My question: are there other types of energy (corresponding to, say, acceleration, jerk, etc.)?
There are other types of energy, but not the way you're suggesting. Non-gravitational F=ma acceleration is the result of a change of energy, and a jerk is just a rapid acceleration.
Why are there only two fundamental types of energy?
I wouldn't say there are only two fundamental types of energy, in that we talk about things like photon energy, neutrino energy, gravitational field energy, dark energy, and so on. But I would say this: potential energy isn't fundamentally different to kinetic energy. It's just hidden kinetic energy.
I suppose I'd better try to explain why I say that. OK, take a look at Compton scattering:
Image courtesy of Rod Nave's hyperphysics
In Compton scattering, some of the photon's E=hc/λ wave energy is converted into electron kinetic energy. If you performed another Compton scatter using the scattered photon, and another and another, then in the limit you remove all of the photon kinetic energy, and there's no wave left. The photon has then been entirely converted into electron kinetic energy, which makes perfect sense, because light is just kinetic energy. But in pair production you can convert the photon into an electron and a positron, so you can say the electron is quite literally made from kinetic energy. Then when you lift the electron up, you do work on it. You exert a force on it for a distance. You add energy to it. We call this energy potential energy, but the electron is still made of kinetic energy. You know this because when you annihilate it with a positron you get two photons, which are just kinetic energy.

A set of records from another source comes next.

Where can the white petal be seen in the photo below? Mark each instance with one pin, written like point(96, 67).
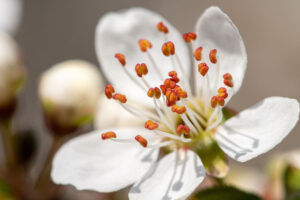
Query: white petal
point(119, 32)
point(176, 176)
point(258, 129)
point(10, 14)
point(216, 31)
point(111, 114)
point(88, 162)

However if you don't annihilate it, if you drop it instead, we say that potential energy is converted into kinetic energy. But IMHO what's really happening is that internal kinetic energy is being converted into external kinetic energy, and as a result, the electron falls down. Then when you dissipate that kinetic energy as radiation, you're left with a mass deficit, because there's less kinetic energy in there. IMHO it's all much easier if you've been taught about the wave nature of matter, because then you can really appreciate what E=mc² is all about.